Resumidamente, La Traviata conta a história de uma cortesã parisiense, Violetta, que renuncia a sua fortuna para viver um grande amor com o apaixonado Alfredo. Mas Germont, pai de Alfredo, pede a Violetta que se afaste de seu filho, pois o relacionamento dos dois está por denegrir a honra da família, colocando em risco o casamento de sua outra filha, irmã de Alfredo. Sacrificando esse amor, Violeta volta a Paris e a sua antiga vida. Ao reencontrá-la, Alfredo a humilha, sem saber o real motivo de seu afastamento. Germont, arrependido, conta a verdade ao seu filho, que vai ao encontro da amada. Mas Violetta, abandonada por todos, se encontra em seus últimos suspiros, debilitada pela tuberculose. Depois de fazerem juras de amor, Violetta morre nos braços de Alfredo.

Essa obra marca também uma mudança na própria escrita musical de Verdi. No início de sua carreira, ele foi influenciado por outros italianos que compunham ópera, como Rossini, Bellini e, notadamente, Donizetti. Suas primeiras óperas

Fig.7 - Cartaz de estréia de La Traviata, anunciando a ópera no teatro La Fenice de Veneza, no dia 6 de março de 1853.

enquadravam-se na estética vigente à época, o bel canto. Contudo, após sua estadia em Paris, Verdi sofreu grande impacto do teatro, particularmente do melodrama francês. Teve contato também com o estilo da escrita francesa, que diferia do italiano, o que expandiu as possibilidades de utilização de vários elementos, principalmente da harmonia. Em La Traviata ele começa a abandonar os efeitos de virtuosismo gratuitos do bel canto e a manipular as formas musicais de maneira não convencional, buscando realizar o drama musical de um jeito mais natural.
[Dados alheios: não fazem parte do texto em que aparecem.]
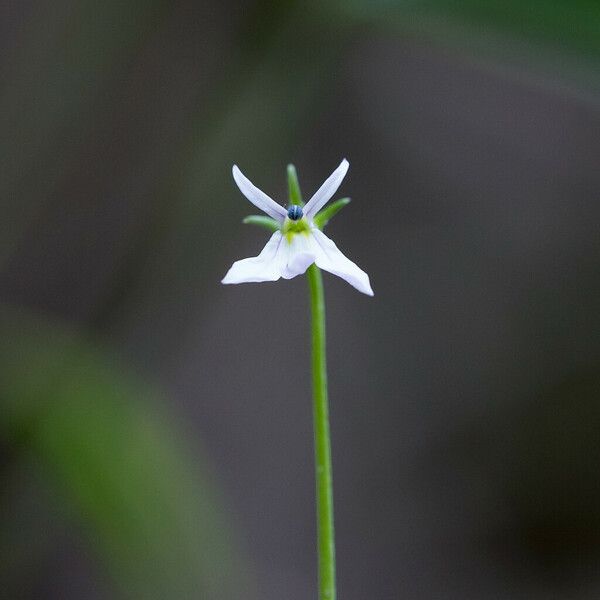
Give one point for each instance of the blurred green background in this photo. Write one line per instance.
(155, 426)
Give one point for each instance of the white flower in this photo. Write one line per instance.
(299, 242)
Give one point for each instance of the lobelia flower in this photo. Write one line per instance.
(298, 243)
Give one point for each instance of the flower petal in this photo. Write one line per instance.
(297, 255)
(264, 267)
(329, 258)
(326, 191)
(258, 197)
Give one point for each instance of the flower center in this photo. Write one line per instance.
(295, 212)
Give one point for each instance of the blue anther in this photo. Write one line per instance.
(295, 212)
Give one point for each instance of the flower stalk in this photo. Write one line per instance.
(298, 245)
(322, 435)
(323, 474)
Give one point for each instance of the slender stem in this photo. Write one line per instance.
(324, 486)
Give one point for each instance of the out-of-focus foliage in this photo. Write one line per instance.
(107, 447)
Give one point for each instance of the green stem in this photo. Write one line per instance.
(324, 486)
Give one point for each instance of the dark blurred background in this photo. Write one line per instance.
(155, 426)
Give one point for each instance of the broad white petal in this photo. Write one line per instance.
(258, 197)
(329, 258)
(324, 193)
(296, 255)
(264, 267)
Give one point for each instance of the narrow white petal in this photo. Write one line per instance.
(264, 267)
(297, 255)
(258, 197)
(329, 258)
(326, 191)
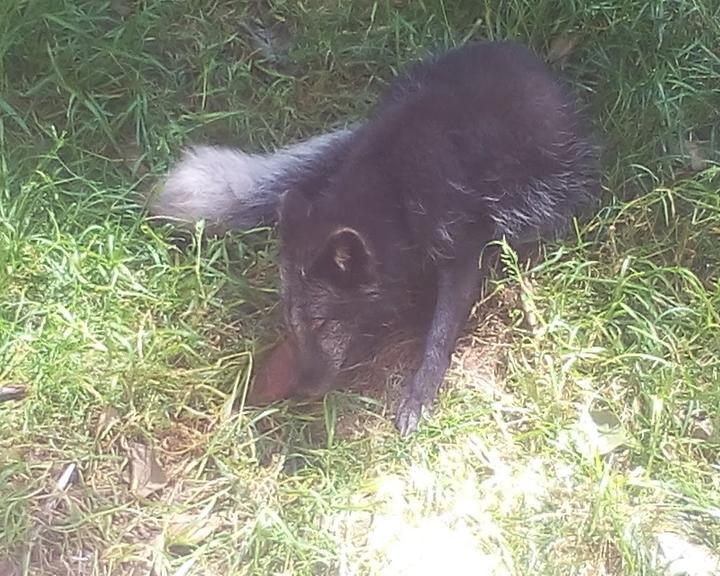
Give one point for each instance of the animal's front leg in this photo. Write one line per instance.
(458, 284)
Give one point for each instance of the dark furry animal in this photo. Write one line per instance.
(386, 226)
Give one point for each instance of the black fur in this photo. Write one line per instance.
(475, 145)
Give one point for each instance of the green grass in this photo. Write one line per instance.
(123, 338)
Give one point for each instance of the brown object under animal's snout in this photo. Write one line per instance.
(277, 375)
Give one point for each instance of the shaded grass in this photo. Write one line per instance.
(99, 310)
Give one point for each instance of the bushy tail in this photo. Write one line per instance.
(230, 189)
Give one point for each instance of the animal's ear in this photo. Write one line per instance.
(345, 260)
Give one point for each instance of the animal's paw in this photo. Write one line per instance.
(411, 410)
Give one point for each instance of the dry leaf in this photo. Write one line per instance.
(561, 48)
(599, 432)
(108, 417)
(146, 474)
(8, 393)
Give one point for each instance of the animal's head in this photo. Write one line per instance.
(331, 303)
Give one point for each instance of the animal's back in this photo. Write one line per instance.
(482, 137)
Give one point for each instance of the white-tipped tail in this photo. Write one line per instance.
(230, 189)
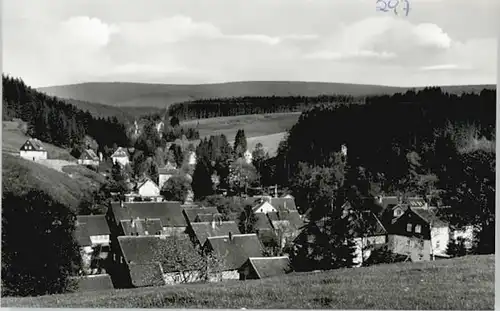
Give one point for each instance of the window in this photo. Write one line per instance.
(418, 228)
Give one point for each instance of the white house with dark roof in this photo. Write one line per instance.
(88, 157)
(233, 251)
(265, 267)
(33, 149)
(164, 173)
(121, 156)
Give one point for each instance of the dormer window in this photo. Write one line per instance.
(408, 227)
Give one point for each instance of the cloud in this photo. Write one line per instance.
(443, 67)
(85, 31)
(383, 38)
(362, 54)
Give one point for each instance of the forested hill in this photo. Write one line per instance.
(54, 121)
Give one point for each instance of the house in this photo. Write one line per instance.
(145, 190)
(93, 236)
(190, 212)
(88, 157)
(466, 233)
(33, 149)
(286, 226)
(121, 156)
(164, 173)
(368, 233)
(138, 217)
(233, 250)
(264, 267)
(417, 232)
(199, 232)
(143, 261)
(264, 208)
(284, 204)
(248, 157)
(90, 283)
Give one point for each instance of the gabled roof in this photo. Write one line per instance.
(120, 153)
(386, 201)
(283, 204)
(34, 143)
(141, 226)
(259, 205)
(146, 275)
(89, 154)
(203, 230)
(374, 226)
(191, 212)
(262, 222)
(143, 182)
(270, 266)
(169, 168)
(94, 224)
(430, 217)
(236, 251)
(207, 217)
(169, 212)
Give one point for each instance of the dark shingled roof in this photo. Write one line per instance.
(191, 212)
(283, 204)
(270, 266)
(95, 224)
(203, 230)
(93, 282)
(146, 275)
(120, 153)
(375, 226)
(89, 154)
(35, 143)
(140, 226)
(235, 252)
(388, 201)
(429, 215)
(263, 222)
(169, 212)
(81, 235)
(293, 218)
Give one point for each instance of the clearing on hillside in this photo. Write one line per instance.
(465, 283)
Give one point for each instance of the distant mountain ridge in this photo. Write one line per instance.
(129, 94)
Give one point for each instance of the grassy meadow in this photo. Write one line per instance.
(465, 283)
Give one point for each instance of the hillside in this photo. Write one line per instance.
(13, 138)
(19, 174)
(465, 283)
(121, 94)
(124, 114)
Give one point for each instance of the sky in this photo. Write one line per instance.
(439, 42)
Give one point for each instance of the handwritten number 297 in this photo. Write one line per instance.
(386, 5)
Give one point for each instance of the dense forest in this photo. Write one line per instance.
(432, 144)
(55, 121)
(224, 107)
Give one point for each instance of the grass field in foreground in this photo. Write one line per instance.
(463, 283)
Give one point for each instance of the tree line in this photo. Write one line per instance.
(54, 121)
(432, 144)
(223, 107)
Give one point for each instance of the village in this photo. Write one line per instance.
(142, 236)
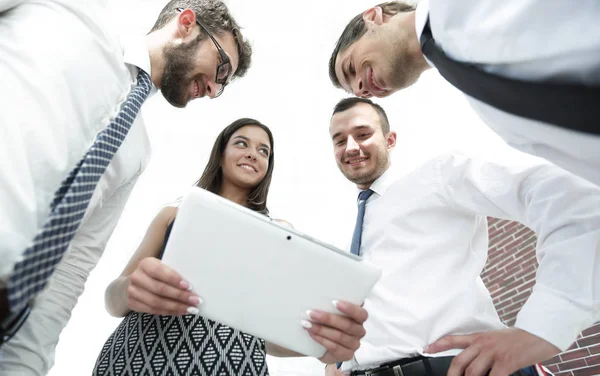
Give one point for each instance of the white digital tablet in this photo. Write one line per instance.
(258, 276)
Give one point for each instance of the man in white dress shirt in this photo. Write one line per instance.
(64, 78)
(427, 230)
(527, 42)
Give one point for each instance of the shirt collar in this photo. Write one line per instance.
(421, 15)
(135, 53)
(382, 183)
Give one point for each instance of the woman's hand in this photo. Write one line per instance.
(155, 288)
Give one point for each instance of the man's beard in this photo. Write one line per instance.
(179, 61)
(404, 71)
(366, 178)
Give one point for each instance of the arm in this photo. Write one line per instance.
(31, 350)
(564, 211)
(146, 284)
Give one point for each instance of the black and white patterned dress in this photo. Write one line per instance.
(154, 345)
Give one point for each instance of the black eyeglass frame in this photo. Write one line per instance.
(225, 61)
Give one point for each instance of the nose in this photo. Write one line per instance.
(359, 89)
(212, 89)
(351, 145)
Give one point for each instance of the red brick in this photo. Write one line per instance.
(573, 364)
(524, 231)
(594, 349)
(525, 253)
(593, 360)
(503, 304)
(512, 225)
(590, 371)
(594, 329)
(512, 246)
(520, 297)
(553, 363)
(494, 274)
(506, 241)
(527, 286)
(587, 341)
(513, 267)
(575, 354)
(529, 262)
(574, 345)
(515, 306)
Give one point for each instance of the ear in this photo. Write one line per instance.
(186, 23)
(390, 140)
(374, 15)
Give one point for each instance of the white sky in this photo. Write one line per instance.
(288, 89)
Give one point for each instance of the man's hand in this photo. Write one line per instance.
(331, 370)
(157, 289)
(339, 334)
(500, 352)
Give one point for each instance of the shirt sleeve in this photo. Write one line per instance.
(563, 210)
(31, 351)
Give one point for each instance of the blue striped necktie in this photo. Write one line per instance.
(357, 236)
(31, 274)
(363, 196)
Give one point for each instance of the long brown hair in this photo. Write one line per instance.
(212, 177)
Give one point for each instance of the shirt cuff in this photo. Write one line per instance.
(553, 318)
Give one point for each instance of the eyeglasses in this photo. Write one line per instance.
(224, 67)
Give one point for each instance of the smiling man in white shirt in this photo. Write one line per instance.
(529, 68)
(431, 314)
(65, 77)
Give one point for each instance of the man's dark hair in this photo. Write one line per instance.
(356, 28)
(215, 16)
(348, 103)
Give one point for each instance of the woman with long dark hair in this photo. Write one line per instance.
(166, 336)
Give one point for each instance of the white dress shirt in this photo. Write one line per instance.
(68, 78)
(531, 40)
(427, 231)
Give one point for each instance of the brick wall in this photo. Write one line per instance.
(509, 275)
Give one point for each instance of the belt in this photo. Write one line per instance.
(10, 323)
(418, 366)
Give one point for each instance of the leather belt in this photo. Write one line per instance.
(418, 366)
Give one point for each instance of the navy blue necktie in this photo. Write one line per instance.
(31, 274)
(357, 235)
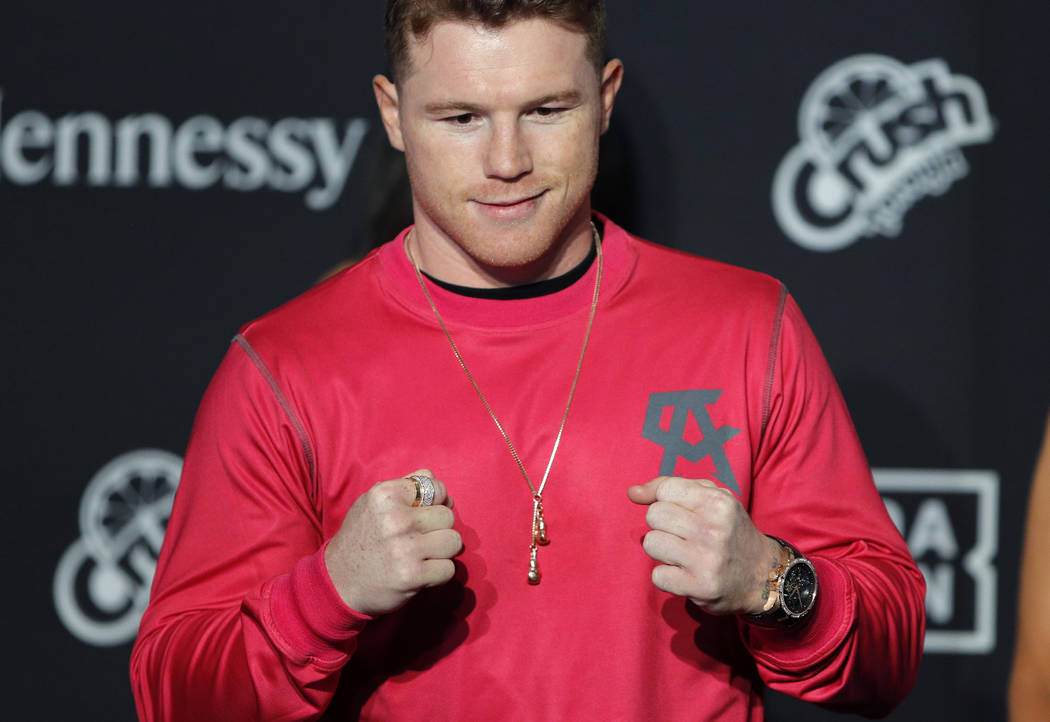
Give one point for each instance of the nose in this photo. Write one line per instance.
(507, 155)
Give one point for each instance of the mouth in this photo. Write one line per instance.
(511, 209)
(511, 203)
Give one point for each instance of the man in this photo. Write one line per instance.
(592, 402)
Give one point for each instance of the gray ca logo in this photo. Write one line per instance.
(102, 581)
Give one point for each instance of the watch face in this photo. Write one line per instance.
(799, 589)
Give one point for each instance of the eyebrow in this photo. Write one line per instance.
(569, 97)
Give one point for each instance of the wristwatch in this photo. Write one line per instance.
(794, 589)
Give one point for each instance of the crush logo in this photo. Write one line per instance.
(102, 581)
(875, 137)
(293, 154)
(680, 423)
(950, 523)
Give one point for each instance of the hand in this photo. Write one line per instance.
(387, 550)
(709, 548)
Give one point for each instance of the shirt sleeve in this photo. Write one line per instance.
(244, 621)
(813, 487)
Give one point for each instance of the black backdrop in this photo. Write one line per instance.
(170, 170)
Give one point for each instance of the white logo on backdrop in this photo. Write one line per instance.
(291, 154)
(102, 581)
(950, 523)
(875, 137)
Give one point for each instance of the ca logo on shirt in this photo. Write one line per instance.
(667, 424)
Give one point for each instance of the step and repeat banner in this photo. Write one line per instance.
(170, 171)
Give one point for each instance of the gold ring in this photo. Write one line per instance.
(424, 490)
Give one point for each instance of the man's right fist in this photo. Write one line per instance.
(386, 549)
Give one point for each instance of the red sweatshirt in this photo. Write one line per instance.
(694, 367)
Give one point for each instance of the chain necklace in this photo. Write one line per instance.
(540, 536)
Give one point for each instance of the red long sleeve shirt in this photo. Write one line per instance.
(694, 367)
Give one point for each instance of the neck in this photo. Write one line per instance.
(443, 258)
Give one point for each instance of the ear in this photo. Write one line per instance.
(612, 76)
(389, 109)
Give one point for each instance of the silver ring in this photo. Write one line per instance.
(424, 490)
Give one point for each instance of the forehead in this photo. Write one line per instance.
(487, 63)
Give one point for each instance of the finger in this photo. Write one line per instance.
(666, 548)
(646, 493)
(674, 579)
(691, 493)
(673, 519)
(432, 518)
(443, 544)
(437, 572)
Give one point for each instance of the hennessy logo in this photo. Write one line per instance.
(674, 439)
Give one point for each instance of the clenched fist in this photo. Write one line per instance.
(708, 547)
(387, 550)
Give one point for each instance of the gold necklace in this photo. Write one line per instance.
(540, 536)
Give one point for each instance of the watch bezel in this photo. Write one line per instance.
(781, 597)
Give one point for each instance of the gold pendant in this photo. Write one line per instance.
(533, 568)
(539, 525)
Verdi sempre colocou sua extraordinária inspiração melódica a serviço da ação e da expressão dramática, a ponto de subverter os hábitos do bel canto e as categorias vocais tradicionais (...). Seu instinto teatral, seu gosto pelas situações contrastadas e as paixões violentas, sua capacidade de compreender e de interessar a humanidade inteira lembram o maior autor dramático, Shakespeare (SUHAMY, 1995:114).

A Violetta de Verdi continua a emocionar ainda nos dias de hoje – mais de um século e meio depois de sua conturbada estreia. Suas melodias estão entre as mais conhecidas da história da ópera. Como Verdi previu, o tempo mostrou o lugar de La Traviata na história.